From next April, increases in the value of all assets will be taxed at a new rate of 18%, significantly higher than the effective rate of 10% that business asset taper relief provided.
But crucially, his decision to scrap indexation allowance means inflationary rises in the value of farmland – which have been protected from taxation – will now be liable for a hefty tax bill.
In some cases, this could even wipe out the gain in value altogether, said Jeremy Moody, secretary of the Central Association of Agricultural Valuers.
“There’s a lot more in it than first appeared. The public’s eye was caught by Mr Darling’s announcements on inheritance tax. But the changes to the capital gains tax system are quite a serious exercise in raising money from businesses,” said Mr Moody.
Indexation Allowance scrapped
Although an effective tax hike from 10% to 18% will be unwelcome enough, much more serious for farm businesses if the loss of indexation allowance.

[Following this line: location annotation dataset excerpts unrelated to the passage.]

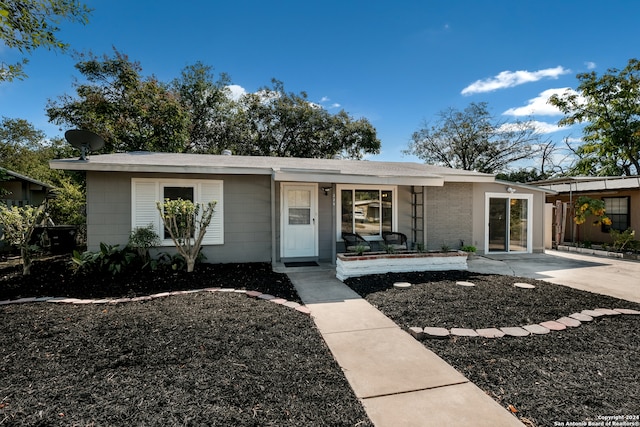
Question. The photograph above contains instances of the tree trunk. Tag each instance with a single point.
(191, 262)
(26, 261)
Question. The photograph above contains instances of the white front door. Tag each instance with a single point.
(299, 220)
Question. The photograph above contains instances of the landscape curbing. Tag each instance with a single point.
(112, 301)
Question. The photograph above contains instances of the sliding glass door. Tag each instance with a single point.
(509, 223)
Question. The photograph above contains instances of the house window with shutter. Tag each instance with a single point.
(147, 192)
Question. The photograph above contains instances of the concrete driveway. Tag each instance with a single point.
(608, 276)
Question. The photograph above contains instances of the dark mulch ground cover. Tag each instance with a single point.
(198, 359)
(575, 375)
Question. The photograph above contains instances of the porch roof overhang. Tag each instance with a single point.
(336, 177)
(280, 169)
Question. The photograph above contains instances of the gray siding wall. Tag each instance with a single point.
(449, 215)
(247, 214)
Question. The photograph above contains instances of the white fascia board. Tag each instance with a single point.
(311, 176)
(155, 168)
(469, 178)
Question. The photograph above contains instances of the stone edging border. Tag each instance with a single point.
(572, 321)
(251, 294)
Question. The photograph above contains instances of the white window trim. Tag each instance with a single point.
(152, 190)
(529, 198)
(339, 188)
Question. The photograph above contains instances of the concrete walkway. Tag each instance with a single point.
(399, 381)
(607, 276)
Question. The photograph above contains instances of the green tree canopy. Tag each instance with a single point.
(197, 114)
(274, 122)
(27, 25)
(25, 149)
(130, 112)
(609, 105)
(209, 105)
(473, 140)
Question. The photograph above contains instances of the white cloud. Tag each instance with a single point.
(539, 106)
(539, 127)
(507, 79)
(236, 91)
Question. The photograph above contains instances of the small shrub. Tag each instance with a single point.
(390, 249)
(142, 239)
(110, 258)
(187, 224)
(18, 224)
(622, 239)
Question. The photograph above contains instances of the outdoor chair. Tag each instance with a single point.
(394, 240)
(354, 242)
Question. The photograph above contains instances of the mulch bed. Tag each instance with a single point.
(53, 277)
(576, 375)
(196, 359)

Because farmland values were quite high in the reference year – 1982 – indexation provided for an inflationary “paper” increase in worth.
In practice, if farmland was worth about £1500/acre in 1982, indexation effectively doubled the base value. The indexation allowance shielded the entire inflationary gain until 1998, so tax was only chargeable on the “real” gain in value.
“The chancellor has now stripped all that away. Now the entire gain, both inflationary and in real terms, is all taxable from 6 April next year. It effectively eats into the capital value of farmland assets,” said Mr Moody.
“Those who deliberating about selling in the next few months are likely to bring sales forward. Where they cannot, the only relief that is still useful to them is rollover relief, which, with its time limits of three years, is likely to put upward pressure on prices – generating yet more capital gains tax.
“My concern is that the chancellor has only thought about the position of companies – not sole traders or partnerships.
Despite the fanfare, the chancellor’s announcements on inheritance tax rules made little difference in real terms, Mr Moody added. “Ostensibly, he doubled the allowance for married couples. But in practice it’s just made it easier to do this and he hasn’t done anything for people who aren’t married.
“It allows married couples to transfer unused nil-rate bands between them so when the surviving spouse dies both reliefs can be used. It adds an element of flexibility but it’s not something that couldn’t have been done before.”
Charles Birch of Brown & Co urged landowners contemplating a sale to act decisively.
“While non-business assets such as cottages may well be taxed more lightly under the new rules, even where they have been held for a long time, the new regime would be a particular blow for land as indexation plays a very great part in reducing the taxable value on land sales.’
“Landowners, particularly those contemplating a sale or transfer to the next generation, have serious extra issues to consider and implement before spring 2008. Not only is it necessary to take advice about established trusts, but decisions need to be made whether to advance or delay transactions.”